Tertia Van Rensburg via unsplash.com
Tertia Van Rensburg via unsplash.com

We all live day to day completely oblivious to the fact that we’re a part of a much larger and stranger reality than we can possibly imagine.  ~Blake Crouch

There’s a thin veil that separates us from the world beyond and sometimes there’s a tear in that veil that shows us…something strange. And nowhere is this truer than in the incident known as The Miracle of Fatima.

In his book Dimensions, Jacques Vallee, the famed scientist featured in Steven Spielberg’s classic Close Encounters of the Third Kind, has another take on the Miracle of Fatima. He looks back at the story and what many see as a visit by the Virgin Mary, he sees as something closer to an alien visitation. Crazy talk? Hear him out.

You probably know the back story of Fatima and how in 1917 three children “found themselves caught in a glowing light…and in the center of the light they perceived a little woman who spoke to them, begging them to return every month to the same spot.” To the children the woman is the Virgin Mary, the mother of Jesus, and return they did.

Over a number of months, the children have a series of encounters with Mary who shares with them messages from God. The number of people who join the children grows to the hundreds and then thousands. And here’s where Vallee points out the story gets a little strange:

While the children would address Mary, no one else present could see who they were talking to or hear Mary’s response. Some of the witnesses testified to hearing the buzzing of a bees, a sound associated with many modern day UFO-sightings.

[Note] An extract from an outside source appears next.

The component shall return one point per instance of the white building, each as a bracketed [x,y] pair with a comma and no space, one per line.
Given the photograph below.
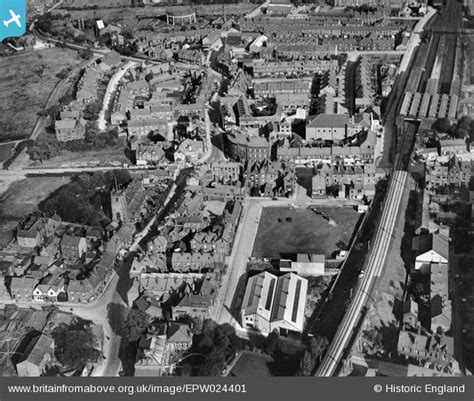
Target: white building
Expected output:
[272,302]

 Others reported seeing what sounds like a classic UFO. In their words, they saw “a weird disk…making a buzzing or humming sound…emitting a bright flash…turning rapidly…plunging in zig-zag fashion.” Another reported “a luminous globe spinning through the clouds…the globe rose and disappeared into the sun”. Vallee sums it up this way:

The events at Fatima involve luminous spheres, lights with strange colors, a feeling of “heat waves”—all physical characteristics associated with UFOs. They even include the typical falling-leaf motion of the saucer zig-zagging through the air. They also encompass prophecy and a loss of ordinary consciousness on the part of the witness.

The crowd looking on at Fatima, October 13, 1917, via Wikimedia Commons.
Onlookers at Fatima, October 13, 1917, via Wikimedia Commons

What you saw on those strange days in Fatima depended on your belief system and personal mindset. According to a priest who witnessed the event, the spinning globe “was a heavenly vehicle that carried the Mother of God from her throne above to this forbidden wasteland.” But not all had this same sense of a divine presence.

Decades later, an American writer named John Haffert went back and talked to some of the witnesses. One commented that “even today, whenever there is lightening, I remember it, and I am afraid.” Another, who would go on to become a priest, said that after witnessing the event “people ran to the two chapels in the village which were soon filled to overflowing…when we realized the danger was over, there was an explosion of joy.”

People were “afraid” and sensed “danger”? This does not sound like the friendliest of heavenly visitations.

I am reminded of a theory by the writer Keith Thompson who believed that UFO encounters contained mythic and legendary elements and may come from somewhere deep within our psyche. He compared UFOs to visionary experiences like angelic visions, shamanic journeys and folkloric encounters with fairies.

As I have written before, there seems to be a parallel between those who claim to have witnessed angels or the divine, and those who encounter aliens and fairies. These entities often appear out of nowhere and disappear just as quickly. They defy rationale or scientific explanation. They seem to represent first-hand proof that there is more to this world than meets the eye.

Perhaps when the children saw the Virgin Mary, in the words of Blake Crouch, it was “a manifestation of the mind as it attempted to visually explain something our brains haven’t evolved to comprehend.” It may be that the responses of those who witnessed the event were shaped by their culture and upbringing. One man’s Virgin Mary is another man’s ET.